The central government has lowered the capital requirements for
Hong Kong-based companies on the mainland and granted them wider
access to 11 new industries through a recently signed supplement to
the Closer Economic Partnership Arrangement.
According to the supplement, the asset requirements of Hong Kong
banks hoping to purchase stakes in mainland counterparts was cut to
US$6 billion from US$10 billion. And Hong Kong tourism agencies,
hospitals, public utility-related businesses, and elderly and
environmental services would be given wider access to mainland
markets.
The amendments are scheduled to take effect on January 1,
2008.
Speaking at the signing ceremony, Hong Kong Financial Secretary
Henry Tang said the new CEPA package would provide broader
opportunities for Hong Kong business while reinforcing Hong Kong's
capabilities of better tapping the mainland market.

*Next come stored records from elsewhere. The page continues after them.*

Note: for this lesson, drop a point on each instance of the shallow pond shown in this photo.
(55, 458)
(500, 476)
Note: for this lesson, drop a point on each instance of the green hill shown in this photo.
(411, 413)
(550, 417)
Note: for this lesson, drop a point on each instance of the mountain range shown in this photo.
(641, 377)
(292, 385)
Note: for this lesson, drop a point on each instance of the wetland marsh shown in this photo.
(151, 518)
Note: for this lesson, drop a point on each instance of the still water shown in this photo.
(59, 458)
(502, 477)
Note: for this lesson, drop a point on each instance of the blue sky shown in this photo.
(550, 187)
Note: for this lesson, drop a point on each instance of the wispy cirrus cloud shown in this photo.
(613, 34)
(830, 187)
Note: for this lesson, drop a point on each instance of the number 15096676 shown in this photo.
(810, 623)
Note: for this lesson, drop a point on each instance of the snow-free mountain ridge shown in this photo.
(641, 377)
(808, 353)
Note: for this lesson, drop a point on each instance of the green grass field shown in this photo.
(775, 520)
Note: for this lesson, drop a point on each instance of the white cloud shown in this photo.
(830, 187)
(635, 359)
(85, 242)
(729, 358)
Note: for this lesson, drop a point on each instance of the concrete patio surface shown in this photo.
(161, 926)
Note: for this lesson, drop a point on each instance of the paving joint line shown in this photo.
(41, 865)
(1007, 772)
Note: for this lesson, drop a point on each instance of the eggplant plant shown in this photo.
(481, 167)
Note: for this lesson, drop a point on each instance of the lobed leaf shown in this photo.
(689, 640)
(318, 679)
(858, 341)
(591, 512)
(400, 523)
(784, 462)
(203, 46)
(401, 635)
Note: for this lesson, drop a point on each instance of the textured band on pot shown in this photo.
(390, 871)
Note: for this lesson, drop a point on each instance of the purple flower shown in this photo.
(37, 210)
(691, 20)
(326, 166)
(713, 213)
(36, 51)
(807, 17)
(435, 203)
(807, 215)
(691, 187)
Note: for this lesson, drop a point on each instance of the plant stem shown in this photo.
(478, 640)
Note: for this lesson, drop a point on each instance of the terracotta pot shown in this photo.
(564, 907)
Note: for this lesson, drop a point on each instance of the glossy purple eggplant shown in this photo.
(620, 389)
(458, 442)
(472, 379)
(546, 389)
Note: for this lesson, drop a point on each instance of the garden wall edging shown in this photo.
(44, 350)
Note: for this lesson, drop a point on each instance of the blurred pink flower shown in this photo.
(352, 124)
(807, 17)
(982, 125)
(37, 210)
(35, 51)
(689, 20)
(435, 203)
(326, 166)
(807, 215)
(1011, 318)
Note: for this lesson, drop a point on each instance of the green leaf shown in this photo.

He said that the new package provides a positive response to a
number of recommendations included in the Final Report of the
Economic Summit of the mainland's 11th Five-Year Plan.
"It's stepping forward gradually, to make ways of doing business
more diversified on the mainland," said James Sung, a political
science lecturer at the City University of Hong Kong.
"The mutual recognition of professional qualifications from both
the mainland and Hong Kong is going to encourage better
cross-border communications."
Broadened areas
The fourth amendment of the arrangement covers 38 different
sectors, making it the furthest reaching yet.
The new accord enhances cooperation in finance, conventions and
exhibitions, and mutual recognition of professional
qualifications.
In addition to easing the capital threshold, the mainland would
also develop green lanes for Hong Kong banks to set up branches in
new areas. And mainland banks and fund management companies would
also be able to establish subsidiaries in Hong Kong.
To boost tourism, the agreement stipulates that the minimum
annual business turnover required of a Hong Kong travel enterprise
setting up a joint venture or wholly owned enterprise on the
mainland would be respectively reduced to US$8 million and US$15
million.
The required capital investment for Hong Kong medical-services
suppliers setting up equity or joint ventures on the mainland would
be reduced from 20 million yuan (US$2.6 million) to 10 million yuan
(US$1.3 million).
Hong Kong service providers would be allowed to operate elderly
service agencies in the form of wholly owned, private,
non-governmental enterprises in Guangdong Province on a pilot basis.
According to the clauses addressing public utilities, Hong Kong
service providers would be allowed to set up wholly owned
operations to construct and operate gas, heating and water-supply
networks, in addition to water-drainage services, for medium-sized
mainland cities.
Warm applause
Vice-Chairman of the Hong Kong Association of Travel Agents Paul
Leung said the arrangement would be a win-win situation.
"It not only helps increase exposure for Hong Kong travel agents
in the mainland market, but also, the quality of mainland players
can be improved through the consequential competition," he
said.
"Small and medium-sized Hong Kong banks can speed up their
mainland expansion with the help of the CEPA," said the Hong Kong
Association of Banks Chairman Peter Sullivan.